Everyone in Bialystock’s world is a crank, an eccentric, or a desperate loser who’ll do anything for a buck—and Brooks loaded the cast with actors ready to do anything for a laugh, including the English actress Estelle Winwood as “Hold Me! Touch Me!”—as her nickname implies, she’s the most ardent of Bialystock’s geriatric seductions. Lee Meredith is a va-va-voom secretary by way of Minskys, a go-for-broke Christopher Hewett is DeBris, and Dick Shawn is the screwloose cherry on top as the man with the title role in Springtime For Hitler; Lorenzo Saint DuBois—L.S.D. to his friends. Shawn, as well as Brooks, came alive in the footlights and his appearance as the zonked hippie who backs into the role of Adolf Hitler is a real commitment to the art of the gonzo. Though The Producers has more than its share of dead spots, and Brooks’s inclination to repeat a gag is in full effect, the staging of Springtime for Hitler itself is, well, boffo. Brooks is a song and dance man at heart and even before the finale The Producers threatens to turn into a bona fide musical—the moment when Bialystock and Bloom celebrate their partnership as the Lincoln Center fountain erupts around them would, in most movie musicals, be a cue for the actors to break into song. Thankfully Brooks has a chance to scratch that Broadway itch which even extends to a finale that finds Bialystock and Bloom behind bars but hard at work on their latest sure-fire flop, Prisoners of Love.

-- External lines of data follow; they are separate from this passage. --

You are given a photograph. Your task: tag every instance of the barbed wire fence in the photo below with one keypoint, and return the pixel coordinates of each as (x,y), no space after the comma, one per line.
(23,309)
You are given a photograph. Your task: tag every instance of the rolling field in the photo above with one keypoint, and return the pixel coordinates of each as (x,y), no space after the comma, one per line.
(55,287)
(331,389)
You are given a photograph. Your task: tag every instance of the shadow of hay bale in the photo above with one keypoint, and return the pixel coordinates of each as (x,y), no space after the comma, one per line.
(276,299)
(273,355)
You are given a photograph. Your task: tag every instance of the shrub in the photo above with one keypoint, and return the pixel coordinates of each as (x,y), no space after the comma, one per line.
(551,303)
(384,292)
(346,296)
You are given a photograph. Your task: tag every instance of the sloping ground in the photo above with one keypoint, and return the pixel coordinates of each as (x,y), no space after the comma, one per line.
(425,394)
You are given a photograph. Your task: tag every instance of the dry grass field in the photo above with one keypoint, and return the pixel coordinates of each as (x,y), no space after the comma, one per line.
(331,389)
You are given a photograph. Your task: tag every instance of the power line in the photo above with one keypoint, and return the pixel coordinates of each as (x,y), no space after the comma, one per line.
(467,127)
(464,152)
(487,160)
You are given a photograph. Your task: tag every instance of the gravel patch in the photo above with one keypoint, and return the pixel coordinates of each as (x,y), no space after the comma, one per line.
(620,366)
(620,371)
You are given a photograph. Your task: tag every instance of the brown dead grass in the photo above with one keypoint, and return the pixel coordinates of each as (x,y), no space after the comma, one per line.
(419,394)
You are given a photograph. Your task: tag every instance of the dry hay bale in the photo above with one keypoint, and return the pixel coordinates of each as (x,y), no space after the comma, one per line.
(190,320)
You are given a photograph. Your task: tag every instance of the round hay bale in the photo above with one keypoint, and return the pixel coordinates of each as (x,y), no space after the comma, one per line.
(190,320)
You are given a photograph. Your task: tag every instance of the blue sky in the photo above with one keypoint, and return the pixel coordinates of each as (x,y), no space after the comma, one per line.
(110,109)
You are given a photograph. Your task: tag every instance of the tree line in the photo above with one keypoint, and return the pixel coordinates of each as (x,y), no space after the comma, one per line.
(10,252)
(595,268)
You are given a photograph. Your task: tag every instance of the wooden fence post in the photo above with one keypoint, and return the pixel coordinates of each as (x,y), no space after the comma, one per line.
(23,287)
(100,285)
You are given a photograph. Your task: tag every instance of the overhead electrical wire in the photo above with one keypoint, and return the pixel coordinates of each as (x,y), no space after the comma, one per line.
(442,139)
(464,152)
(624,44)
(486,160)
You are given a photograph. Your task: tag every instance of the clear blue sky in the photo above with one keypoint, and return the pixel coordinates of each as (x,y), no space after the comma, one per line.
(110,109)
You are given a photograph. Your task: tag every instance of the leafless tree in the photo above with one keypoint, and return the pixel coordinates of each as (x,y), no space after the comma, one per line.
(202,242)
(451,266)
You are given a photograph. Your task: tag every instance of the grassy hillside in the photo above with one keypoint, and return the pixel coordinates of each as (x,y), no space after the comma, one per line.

Being a Mel Brooks film, The Producers has a shoot from the hip quality appropriate for his freewheeling humor but his debut effort looks particularly rough around the edges (he found his directorial groove with Young Frankenstein.) As Michael Schlesinger points out in his fine commentary for Kino Lorber’s new Blu ray, Brooks had a lot of help from legendary film editor Ralph Rosenblum (the man who shaped up Annie Hall). Mike also points out that Rosenblum’s behind the scenes autobiography, When the Shooting Stops…the Cutting Begins: A Film Editor’s Story, is more than a little self-aggrandizing. Though Rosenblum was key in the editing room he couldn’t make Joseph Coffey’s cinematography any prettier—Coffey’s work is just serviceable—though Kino’s transfer is splendid, with great color and excellent detail.
Along with Mr. Schlesinger’s commentary there are several excellent extras included—a lengthy documentary directed by Laurent Bouzereau from 2002, The Making of The Producers, outtakes, a tribute to the film from Peter Sellers (read by Paul Mazursky) and the original theatrical trailer.